- Peter van Onselen hosting an episode of The Contrarians
- Genre: News, Current Affairs, Commentary
- Presented by: Peter van Onselen (2009–2013) Rotating host (January 2014 – July 2014) Kristina Keneally (July 2014 – 12 September 2014) Ross Cameron (July 2014 – 12 September 2014)
- Country of origin: Australia
- Original language: English

Production
- Running time: 2 hours

Original release
- Network: Sky News Australia
- Release: 2009 – 12 September 2014

= The Contrarians =

2009–2014 Australian TV news series

The Contrarians is an Australian television news and commentary program broadcast weekly on Sky News Australia throughout the week.

The series focuses on mainly political topics, with the program's host being joined by a panel of usually three commentators (sometimes four), who generally have opposing political views, and discuss the issues of the week. The program initially used the phrase "this is the only show on Sky or anywhere else where we truly involve you the viewer by reading out your tweets and emails."

The programs aired at 4pm on Friday afternoons, in the timeslot PM Agenda holds on other weekdays, and was broadcast from the Sky News centre in the Sydney suburb of Macquarie Park.

Revivals of The Contrarians had been announced, having previously ended in 2014, with original host Peter van Onselen but never eventuated.

==Format history==
The program was hosted by Peter van Onselen until 2014 when he was given his own primetime program PVO Newshour. From the start of 2014, the program had rotating guest hosts each week from the existing Sky News family of contributors or presenters, including Paul Murray, Stan Grant, Helen Dalley, Ross Cameron and even van Onselen.

In July 2014, the format of the program was changed slightly when Kristina Keneally and Ross Cameron were made regular co-hosts of the program, and they would be joined by just two panellists, plus occasional interviews with journalists or commentators outside the studio.
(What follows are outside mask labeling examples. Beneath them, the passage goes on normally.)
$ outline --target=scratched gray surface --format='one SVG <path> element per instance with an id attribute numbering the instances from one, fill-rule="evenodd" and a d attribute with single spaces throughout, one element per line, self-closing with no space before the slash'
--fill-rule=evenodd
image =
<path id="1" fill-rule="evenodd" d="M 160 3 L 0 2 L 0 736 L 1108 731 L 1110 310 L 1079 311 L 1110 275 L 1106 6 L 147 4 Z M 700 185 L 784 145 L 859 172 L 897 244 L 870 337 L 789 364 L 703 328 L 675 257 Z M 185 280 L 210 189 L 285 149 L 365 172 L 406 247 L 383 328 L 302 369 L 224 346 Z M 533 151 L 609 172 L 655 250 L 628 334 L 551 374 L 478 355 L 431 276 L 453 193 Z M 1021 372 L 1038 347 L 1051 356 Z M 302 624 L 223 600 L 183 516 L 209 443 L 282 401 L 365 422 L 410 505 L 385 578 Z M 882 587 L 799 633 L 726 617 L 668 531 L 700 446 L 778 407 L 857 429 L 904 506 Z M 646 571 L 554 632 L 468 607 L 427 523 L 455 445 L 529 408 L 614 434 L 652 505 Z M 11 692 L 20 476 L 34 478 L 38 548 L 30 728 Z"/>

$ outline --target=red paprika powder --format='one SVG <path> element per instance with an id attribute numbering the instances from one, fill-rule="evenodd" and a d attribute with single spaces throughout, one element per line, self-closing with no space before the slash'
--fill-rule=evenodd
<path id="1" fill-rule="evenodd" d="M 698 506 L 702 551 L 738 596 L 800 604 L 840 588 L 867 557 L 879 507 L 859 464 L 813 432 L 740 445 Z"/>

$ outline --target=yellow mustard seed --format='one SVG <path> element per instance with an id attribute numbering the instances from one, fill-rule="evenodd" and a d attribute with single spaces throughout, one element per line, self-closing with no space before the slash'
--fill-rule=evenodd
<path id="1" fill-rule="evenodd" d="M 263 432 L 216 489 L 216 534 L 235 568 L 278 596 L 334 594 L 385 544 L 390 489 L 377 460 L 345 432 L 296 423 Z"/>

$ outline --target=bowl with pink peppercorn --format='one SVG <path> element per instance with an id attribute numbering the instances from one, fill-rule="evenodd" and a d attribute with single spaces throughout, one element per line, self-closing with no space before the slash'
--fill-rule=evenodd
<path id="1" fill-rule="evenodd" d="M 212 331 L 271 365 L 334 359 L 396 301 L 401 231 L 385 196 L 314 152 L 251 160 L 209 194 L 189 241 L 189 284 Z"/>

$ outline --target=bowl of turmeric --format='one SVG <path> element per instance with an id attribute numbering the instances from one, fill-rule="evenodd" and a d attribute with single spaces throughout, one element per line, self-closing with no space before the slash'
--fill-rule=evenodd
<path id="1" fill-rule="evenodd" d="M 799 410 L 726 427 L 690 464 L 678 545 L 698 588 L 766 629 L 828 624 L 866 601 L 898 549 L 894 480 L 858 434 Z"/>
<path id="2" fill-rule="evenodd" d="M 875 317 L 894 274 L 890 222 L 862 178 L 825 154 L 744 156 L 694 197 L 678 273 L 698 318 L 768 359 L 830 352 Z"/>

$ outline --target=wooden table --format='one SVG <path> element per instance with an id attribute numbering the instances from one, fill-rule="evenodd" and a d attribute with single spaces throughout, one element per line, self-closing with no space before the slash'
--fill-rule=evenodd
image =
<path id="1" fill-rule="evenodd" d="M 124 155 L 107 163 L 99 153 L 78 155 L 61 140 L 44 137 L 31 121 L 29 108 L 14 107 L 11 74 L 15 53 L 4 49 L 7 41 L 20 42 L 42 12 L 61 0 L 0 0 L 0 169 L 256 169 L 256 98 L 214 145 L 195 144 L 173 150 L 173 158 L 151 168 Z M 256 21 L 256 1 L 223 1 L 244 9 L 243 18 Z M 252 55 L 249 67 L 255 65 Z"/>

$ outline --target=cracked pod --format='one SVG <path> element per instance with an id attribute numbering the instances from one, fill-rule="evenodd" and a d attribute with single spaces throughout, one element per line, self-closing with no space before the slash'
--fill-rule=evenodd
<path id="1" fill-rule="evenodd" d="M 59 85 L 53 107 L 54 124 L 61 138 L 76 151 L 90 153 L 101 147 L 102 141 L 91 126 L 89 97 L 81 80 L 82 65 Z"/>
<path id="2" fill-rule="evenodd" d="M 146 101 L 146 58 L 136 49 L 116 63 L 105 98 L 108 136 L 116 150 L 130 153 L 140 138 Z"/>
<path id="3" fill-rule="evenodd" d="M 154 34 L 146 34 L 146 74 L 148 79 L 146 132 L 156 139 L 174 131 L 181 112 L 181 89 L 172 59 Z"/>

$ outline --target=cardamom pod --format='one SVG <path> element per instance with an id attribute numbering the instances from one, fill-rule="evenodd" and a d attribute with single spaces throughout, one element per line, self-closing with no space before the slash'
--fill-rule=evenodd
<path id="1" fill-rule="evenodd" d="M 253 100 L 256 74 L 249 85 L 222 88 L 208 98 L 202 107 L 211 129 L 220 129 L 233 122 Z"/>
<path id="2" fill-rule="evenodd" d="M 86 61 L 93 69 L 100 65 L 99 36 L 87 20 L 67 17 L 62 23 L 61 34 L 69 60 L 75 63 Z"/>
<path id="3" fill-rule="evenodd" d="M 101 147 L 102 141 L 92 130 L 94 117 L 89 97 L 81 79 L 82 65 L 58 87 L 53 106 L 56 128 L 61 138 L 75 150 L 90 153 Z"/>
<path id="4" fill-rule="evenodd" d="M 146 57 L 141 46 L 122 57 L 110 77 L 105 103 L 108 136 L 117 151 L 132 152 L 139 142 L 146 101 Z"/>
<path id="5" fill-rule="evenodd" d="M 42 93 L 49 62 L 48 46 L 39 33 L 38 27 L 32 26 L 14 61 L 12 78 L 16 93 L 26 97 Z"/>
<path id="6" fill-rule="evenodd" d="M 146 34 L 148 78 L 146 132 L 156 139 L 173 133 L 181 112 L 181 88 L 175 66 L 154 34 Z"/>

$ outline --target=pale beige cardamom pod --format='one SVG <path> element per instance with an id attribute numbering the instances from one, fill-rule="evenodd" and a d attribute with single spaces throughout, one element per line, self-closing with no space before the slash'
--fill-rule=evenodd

On 19 September 2014, The Contrarians was replaced by a new series Keneally and Cameron, which is of a similar format. However, the format was absorbed into original host Peter van Onselen's new program PVO Newshour, airing as a "week in review" segment during the back half of the Thursday episode, until that program ended.

===Revival===
On 22 June 2016, former host van Onselen revealed the format would be returning following the 2016 federal election to Sundays. However, this never eventuated, and instead van Onselen began hosting a new format Sunday Edition. In October 2017, it was confirmed The Contrarians would be revived in 2018. However, this revival never eventuated either, with van Onselen leaving Sky at the end of 2017.